55. Bölüm

2K 124 72
                                    

1 yıl önce...
Selin'den...

"Aşkım bu valizini nereye koyayım?"

"Dursun orada. Sana ne zararı var?" deyip telefonumdaki oyuna devam ettim. Ahmet sıkıldığını belli ederek geri yanıma uzandı. Elini kolumda gezdirirken tüylerim ürpermişti. Ona aldırmadan oyunuma devam ettim.

"Bir şeyler mi yesek?" deyip omzumu öptü.

"Ye o zaman Ahmet. Görmüyor musun oyun oynuyorum," derken ses tonum yüksek çıkmıştı.

"Sesindeki öfke beni deli ediyor," deyip tekrar omzumu öptü. Ne tür bir manyakla birlikteydim ki ben? Neden onu affetmiştim? Aptallığıma doyum olmuyordu cidden. Telefonumun kenarındaki kırık yere bakıp derin bir nefes aldım. Aklıma Deniz geldi. Ahmet'i affettiğim için bana çok kızgındı ve bu yüzden tartışmıştık. Birkaç gündür aramız çok soğuktu ve bu durum beni çok üzüyordu. Neden başka birine aşıkken başka biriyle birlikteydim ki? Ahmet'ten ayrılıp Deniz'e her şeyi itiraf etmeyi milyon kere düşünmüştüm. Ama buna cesaretim yoktu. Deniz'i kaybedemezdim. Ahmet umutsuzca yanımdan kalkıp mutfağa gitti. Bu dağ evi Ahmet'in kafasını dinlemek için geldiği ve kimsenin bilmediği bir yerdi. Benim de buraya ilk gelişimdi. Ahmet ile yeni barışmıştım ve o da beni mutlu etmek için buraya getirmişti. Oyundan çıkıp galeriye girdim. Hayatımın aşkının bir fotoğrafına girip yakınlaştırdım. Ah Deniz... O kadar haklıydın ki bana bağırmakta. O kadar haklıydın ki Ahmet'in yanlış kişi olduğunu söylerken. Ben ise sana bir daha bu konu hakkında konuşmaman için bağırdım. Aptal kafam! Yanağımdan süzülen yaşı silip galeriden çıktım. Ahmet elinde bir sandviçle gelip yanıma tekrar uzandı. Elindeki ekmekten bir parça, siyah nevresimin üzerine düşünce birden ayağa kalktım.

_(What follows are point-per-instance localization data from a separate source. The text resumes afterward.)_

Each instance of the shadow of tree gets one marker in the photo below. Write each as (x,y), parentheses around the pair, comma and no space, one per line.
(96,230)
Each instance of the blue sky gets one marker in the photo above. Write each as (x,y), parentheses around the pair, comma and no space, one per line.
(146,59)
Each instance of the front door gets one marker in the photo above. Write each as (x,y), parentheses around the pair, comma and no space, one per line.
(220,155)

"Ya dikkatli olsana! Yatağa döküyorsun. Git mutfakta ye!"

Ahmet şaşkınlıkla bana baktı ve ayağa kalktı.

"Bugün baya sinirliyiz?" deyip mutfağa gitti ama çok sürmeden eli boş geri geldi. Ben elimi saçıma geçirmiş halde duruyordum. Benim burada ne işim vardı ki? Ahmet bana yaklaşırken ben bir adım geri gittim. Yüzündeki bu ifadeyi biliyordum. Yine aynı konuya gelecektik; Neden sana dokunmama izin vermiyorsun?

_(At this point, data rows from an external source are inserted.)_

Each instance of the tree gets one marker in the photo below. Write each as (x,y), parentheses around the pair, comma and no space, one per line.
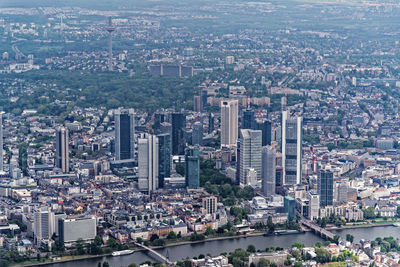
(263,263)
(112,243)
(298,245)
(336,239)
(171,235)
(79,246)
(349,238)
(153,237)
(209,231)
(369,213)
(251,249)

"Ne yapıyorsun?" dedim bir adım daha geri giderken. O ise çarpık gülüşü ile üzerime gelmeye devam ediyordu.

"Seni çok seviyorum," deyip belimden tuttu ve beni kendine çekti. Ellerimle göğsünden itmeye çalıştım ama başarılı olamadım. Beni kendine yapıştırmıştı resmen. Aşağı tarafımda hissettiğim sertlikle gözlerim doldu.

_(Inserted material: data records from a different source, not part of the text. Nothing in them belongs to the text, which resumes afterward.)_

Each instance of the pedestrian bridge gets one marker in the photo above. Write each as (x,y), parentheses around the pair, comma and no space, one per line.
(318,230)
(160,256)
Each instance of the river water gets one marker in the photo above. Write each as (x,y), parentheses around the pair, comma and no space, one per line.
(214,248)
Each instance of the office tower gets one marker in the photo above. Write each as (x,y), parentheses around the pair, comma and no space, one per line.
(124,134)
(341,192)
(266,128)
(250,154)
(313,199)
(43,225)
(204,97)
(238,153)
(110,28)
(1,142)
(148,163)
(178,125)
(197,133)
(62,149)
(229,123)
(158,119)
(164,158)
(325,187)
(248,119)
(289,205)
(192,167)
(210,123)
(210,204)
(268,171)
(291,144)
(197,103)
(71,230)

"Ahmet beni korkutuyorsun."

"Hadi ama aşkım. Seni deli gibi istiyorum anlasana," derken boynumda dudaklarını gezdiriyordu. Midem bulanmaya başlamıştı. Nefes alamıyor gibiydim. Yüzümü buruşturdum ve bağırdım.

"Ahmet ben istemiyorum. Hazır değilim şu an."

Durmayacağını sanıp daha hızlı ittim. Ahmet geri çekilip bana hayal kırıklığıyla baktı. Ellerini havaya kaldırıp "Tamam, bir şey yapmayacağım," dedi ve geri indirdi. Ben ise ağlamaya devam ediyordum ve bacaklarım titriyordu. "Sen istemediğin sürece sana bir şey yapmam Selin. Neden benden korktun? Neden sana dokunmama izin vermiyorsun bilmiyorum ama artık korkmana gerek yok. Ben yerde yatarım bugün."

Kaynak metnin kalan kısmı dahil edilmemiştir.